Following an enlargement in 2018, CSE was reconstituted as Central, Southeastern Europe and Central Asia (CESA), covering 29 countries, which he led, and after EY Global reorganization, effective July 2025, he became Regional Managing Partner for EY Europe Central Region, overseeing 33 countries.

In his role as EY Poland’s Country Managing Partner, he actively supports social, cultural and educational initiatives, including work on benefits foster families through the EY Foundation. Since 2015 he has served on the Program Council of the Women’s Leadership Foundation, which promotes gender equality on company boards and executive teams.

He engages in developing future leaders through mentoring and collaboration with educational programmes. As an EY leader, he emphasises values-based leadership and the development of talent in diverse professional environments.

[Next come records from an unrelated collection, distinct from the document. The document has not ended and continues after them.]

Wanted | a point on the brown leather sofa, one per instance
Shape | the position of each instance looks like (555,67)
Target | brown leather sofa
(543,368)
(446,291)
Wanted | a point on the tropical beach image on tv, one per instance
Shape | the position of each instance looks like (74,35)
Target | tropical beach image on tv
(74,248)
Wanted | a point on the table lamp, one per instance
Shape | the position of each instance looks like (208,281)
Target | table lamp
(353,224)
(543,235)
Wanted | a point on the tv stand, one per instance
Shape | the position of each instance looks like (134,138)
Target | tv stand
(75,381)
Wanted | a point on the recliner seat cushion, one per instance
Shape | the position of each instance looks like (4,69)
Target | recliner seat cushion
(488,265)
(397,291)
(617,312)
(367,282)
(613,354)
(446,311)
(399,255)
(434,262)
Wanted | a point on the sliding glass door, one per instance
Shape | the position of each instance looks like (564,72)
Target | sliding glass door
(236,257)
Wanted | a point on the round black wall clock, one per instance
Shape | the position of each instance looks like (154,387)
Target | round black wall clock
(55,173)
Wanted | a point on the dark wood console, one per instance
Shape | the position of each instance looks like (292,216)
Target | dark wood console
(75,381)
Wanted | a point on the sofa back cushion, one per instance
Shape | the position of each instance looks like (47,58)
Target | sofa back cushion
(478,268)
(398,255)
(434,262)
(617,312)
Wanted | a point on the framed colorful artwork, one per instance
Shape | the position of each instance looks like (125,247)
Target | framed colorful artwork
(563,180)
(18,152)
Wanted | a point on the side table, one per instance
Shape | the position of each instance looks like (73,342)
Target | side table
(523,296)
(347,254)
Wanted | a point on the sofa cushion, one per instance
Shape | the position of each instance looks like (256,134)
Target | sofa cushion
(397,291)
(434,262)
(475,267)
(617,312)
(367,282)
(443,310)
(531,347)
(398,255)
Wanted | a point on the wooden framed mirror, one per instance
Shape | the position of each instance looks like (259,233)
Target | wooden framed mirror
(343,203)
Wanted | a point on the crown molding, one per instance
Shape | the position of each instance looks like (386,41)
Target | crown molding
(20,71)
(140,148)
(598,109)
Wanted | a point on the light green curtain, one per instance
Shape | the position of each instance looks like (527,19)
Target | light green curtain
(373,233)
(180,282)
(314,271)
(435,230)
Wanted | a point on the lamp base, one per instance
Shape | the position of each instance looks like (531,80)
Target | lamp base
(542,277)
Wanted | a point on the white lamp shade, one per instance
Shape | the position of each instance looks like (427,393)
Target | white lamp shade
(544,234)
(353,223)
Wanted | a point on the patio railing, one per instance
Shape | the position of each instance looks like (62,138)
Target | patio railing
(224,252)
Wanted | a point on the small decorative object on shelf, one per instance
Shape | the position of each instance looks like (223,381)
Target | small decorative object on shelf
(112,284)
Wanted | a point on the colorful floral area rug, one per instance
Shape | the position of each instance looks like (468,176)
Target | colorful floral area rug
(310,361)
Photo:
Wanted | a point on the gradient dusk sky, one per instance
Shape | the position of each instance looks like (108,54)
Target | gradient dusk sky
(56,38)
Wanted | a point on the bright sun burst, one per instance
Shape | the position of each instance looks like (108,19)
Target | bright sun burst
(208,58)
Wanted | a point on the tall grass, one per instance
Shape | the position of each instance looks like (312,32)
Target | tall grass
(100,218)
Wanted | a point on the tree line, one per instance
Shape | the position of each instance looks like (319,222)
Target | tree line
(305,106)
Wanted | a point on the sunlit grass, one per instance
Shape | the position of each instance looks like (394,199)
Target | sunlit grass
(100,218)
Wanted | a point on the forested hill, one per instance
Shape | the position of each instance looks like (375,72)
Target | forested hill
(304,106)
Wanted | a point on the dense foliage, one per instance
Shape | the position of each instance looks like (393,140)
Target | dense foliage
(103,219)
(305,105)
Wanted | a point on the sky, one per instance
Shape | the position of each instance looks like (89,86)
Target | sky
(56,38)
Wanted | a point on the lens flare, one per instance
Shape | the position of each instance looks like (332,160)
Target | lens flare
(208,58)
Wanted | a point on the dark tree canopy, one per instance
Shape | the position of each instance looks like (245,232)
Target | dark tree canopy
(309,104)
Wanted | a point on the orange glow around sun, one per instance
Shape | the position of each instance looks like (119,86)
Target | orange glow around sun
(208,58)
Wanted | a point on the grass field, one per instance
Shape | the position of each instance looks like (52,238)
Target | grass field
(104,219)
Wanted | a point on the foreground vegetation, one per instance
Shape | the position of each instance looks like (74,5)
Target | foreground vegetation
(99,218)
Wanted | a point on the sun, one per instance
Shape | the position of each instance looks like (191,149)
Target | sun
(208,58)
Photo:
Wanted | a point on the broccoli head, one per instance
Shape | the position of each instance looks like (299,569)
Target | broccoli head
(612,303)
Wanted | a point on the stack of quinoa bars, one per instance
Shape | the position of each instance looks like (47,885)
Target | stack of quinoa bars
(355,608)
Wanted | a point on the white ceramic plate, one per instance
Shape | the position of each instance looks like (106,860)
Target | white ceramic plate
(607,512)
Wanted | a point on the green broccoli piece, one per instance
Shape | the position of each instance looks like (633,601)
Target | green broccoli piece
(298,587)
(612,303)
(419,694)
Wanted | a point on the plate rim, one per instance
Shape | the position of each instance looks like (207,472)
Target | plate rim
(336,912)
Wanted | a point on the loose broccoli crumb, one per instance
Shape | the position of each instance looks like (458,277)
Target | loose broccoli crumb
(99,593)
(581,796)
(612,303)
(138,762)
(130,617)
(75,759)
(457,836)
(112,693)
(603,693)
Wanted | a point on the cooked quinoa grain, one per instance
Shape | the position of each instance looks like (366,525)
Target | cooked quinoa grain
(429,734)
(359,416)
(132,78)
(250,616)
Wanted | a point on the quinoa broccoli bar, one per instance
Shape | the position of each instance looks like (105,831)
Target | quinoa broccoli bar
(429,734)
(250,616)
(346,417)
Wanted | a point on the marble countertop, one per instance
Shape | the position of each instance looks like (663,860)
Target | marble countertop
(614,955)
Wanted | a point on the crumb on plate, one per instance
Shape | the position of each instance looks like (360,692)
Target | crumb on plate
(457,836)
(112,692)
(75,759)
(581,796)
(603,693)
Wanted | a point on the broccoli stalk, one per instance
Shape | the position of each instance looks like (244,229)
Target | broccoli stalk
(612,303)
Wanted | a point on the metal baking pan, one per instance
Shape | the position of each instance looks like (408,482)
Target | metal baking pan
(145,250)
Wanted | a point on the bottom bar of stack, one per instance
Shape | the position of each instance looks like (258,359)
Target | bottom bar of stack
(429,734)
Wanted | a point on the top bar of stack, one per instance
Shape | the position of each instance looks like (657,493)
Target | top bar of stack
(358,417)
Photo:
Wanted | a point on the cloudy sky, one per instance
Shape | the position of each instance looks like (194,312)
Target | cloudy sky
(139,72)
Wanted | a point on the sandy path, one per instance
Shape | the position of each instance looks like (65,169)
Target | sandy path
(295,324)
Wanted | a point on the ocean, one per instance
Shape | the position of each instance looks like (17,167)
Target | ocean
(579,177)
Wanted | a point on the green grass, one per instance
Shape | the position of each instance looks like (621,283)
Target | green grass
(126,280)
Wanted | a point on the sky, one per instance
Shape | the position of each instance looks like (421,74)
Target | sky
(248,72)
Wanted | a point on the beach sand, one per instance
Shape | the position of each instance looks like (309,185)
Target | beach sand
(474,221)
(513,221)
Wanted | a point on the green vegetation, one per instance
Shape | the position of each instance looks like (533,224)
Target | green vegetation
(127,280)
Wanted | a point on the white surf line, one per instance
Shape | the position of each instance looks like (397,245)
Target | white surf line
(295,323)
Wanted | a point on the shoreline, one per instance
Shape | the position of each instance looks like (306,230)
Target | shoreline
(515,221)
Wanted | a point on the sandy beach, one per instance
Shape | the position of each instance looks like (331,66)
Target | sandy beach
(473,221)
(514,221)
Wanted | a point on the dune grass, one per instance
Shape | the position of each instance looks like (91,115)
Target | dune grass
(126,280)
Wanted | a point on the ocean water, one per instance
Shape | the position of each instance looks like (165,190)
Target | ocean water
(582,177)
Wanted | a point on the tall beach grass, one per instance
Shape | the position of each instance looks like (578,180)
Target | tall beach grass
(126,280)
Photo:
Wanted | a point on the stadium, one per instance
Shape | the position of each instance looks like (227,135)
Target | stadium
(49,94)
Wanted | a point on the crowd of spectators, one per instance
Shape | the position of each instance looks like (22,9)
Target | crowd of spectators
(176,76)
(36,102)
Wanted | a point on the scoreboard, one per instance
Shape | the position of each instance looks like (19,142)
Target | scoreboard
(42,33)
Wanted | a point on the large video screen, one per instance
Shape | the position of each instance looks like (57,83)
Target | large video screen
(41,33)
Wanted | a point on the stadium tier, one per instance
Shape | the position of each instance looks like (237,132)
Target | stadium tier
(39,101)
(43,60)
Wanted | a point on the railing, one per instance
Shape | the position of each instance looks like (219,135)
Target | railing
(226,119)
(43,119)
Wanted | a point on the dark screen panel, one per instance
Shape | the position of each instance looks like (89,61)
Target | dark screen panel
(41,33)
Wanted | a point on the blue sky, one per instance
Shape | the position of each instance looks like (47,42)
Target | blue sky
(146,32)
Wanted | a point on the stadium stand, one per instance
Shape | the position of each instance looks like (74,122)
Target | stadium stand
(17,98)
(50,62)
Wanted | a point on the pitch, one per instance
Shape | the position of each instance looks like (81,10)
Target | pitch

He also promotes business engagement in culture – under his leadership EY Poland has for years been a patron of the Museum of Modern Art in Warsaw, supporting the institution’s educational and artistic activities. As part of this cooperation, EY supports exhibitions, workshops and events promoting contemporary art in Poland.

He is active in promoting Polish entrepreneurship at home and abroad. Within the EY Entrepreneur of the Year programme, over the past twenty years nearly seventy business owners have received awards and distinctions. In May 2025, on the occasion of Bankier.pl’s 25th anniversary, he was included in its “25 Aces” ranking of leaders of the Polish financial market.

== Personal life ==
Jacek is married and a father of five. He is passionate about sports (running, mountain hiking, cycling, and skiing), and a literature and history enthusiast.